Back to the Roots with Akris
An exclusive interview for Paris Fashion Week with Albert Kriemler, creative director of Akris, about his new collection Fall-Winter 2021 and fashion film directed by award- winning director Anton Corbijn.
Your starting point for this collection?
On a walk.
An image of a woman on a walk. Liberated. Determined. Mysterious. St.Gallen, the home and heart of Akris. Staying close to your roots. Embroidery, the foundation of our house and this very town.
Your vision of what Akris should be in 2021?
Ease and movement were very important to me. Her putting on a layered, voluminous, enveloping cover, roomy enough to wrap her core, and light enough to move fast, adds to the freedom of a woman walking with ease. Ease was long considered the contrary of elegance, but for me both have always been integral; and 2021, more than ever before, women seem not willing to sacrifice the former for the latter. We are in an important evolution of dress codes.
Your approach to working with the ateliers?

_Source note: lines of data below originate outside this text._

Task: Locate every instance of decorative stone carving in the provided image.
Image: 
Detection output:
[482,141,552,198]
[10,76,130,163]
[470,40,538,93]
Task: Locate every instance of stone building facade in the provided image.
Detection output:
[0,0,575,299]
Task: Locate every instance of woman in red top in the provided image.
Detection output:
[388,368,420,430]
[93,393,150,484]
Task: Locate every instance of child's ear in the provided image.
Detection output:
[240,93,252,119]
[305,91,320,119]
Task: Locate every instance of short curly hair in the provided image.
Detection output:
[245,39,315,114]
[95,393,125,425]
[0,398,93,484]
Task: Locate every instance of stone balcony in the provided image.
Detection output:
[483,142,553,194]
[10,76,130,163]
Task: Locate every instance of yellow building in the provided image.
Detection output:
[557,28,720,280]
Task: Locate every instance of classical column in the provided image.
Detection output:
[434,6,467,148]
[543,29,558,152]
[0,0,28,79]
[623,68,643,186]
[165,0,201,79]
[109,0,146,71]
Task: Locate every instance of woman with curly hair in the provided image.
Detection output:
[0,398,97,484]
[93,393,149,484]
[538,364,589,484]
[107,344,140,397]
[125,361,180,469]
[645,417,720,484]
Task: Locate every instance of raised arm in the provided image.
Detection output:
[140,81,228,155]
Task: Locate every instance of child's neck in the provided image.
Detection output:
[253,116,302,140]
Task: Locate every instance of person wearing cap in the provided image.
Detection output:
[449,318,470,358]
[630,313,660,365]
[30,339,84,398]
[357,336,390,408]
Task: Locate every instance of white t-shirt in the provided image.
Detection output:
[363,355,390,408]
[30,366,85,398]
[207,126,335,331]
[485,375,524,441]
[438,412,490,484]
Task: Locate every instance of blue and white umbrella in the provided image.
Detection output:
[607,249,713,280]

Giving back to the community. We are creative people in fashion, but we also have a responsibility. This collection is a tribute to regional roots and local savoir-faire and to a city, which has been our epicenter for 99 years. I wanted to play with everything that is at the core of our house. Most visible in the St.Gallen embroidery, revealing the Akris letters on a second glance, the Trapezoid, standing for A – as in Akris, Alice and Albert, and the St.Gallen Map print, our new signature, which holds the location of our atelier, where Akris is cultivated every day.
Your prediction for the future of craft?
Craft is the center of what we do. It is the essence. But craft demands innovation. And authenticity. Craft was often used as a synonym for exclusivity, a justification for a higher price, but for me, craft is a stripping back to the roots. I think that people will now opt more for the honesty in craft.
Your hope for the future of fashion weeks?
That we just not go back to normal. But seize the moment to transform the richness and realness of the films, and the way that everyone is finding their own, unique voice, into future fashion weeks. I miss the excitement of the physical show moment and the community aspect to it. But most of all, I want people to actually feel my collections again. In the end, we wear clothes on our bodies, on our skin. This is something we need to feel, not just look on screens at it.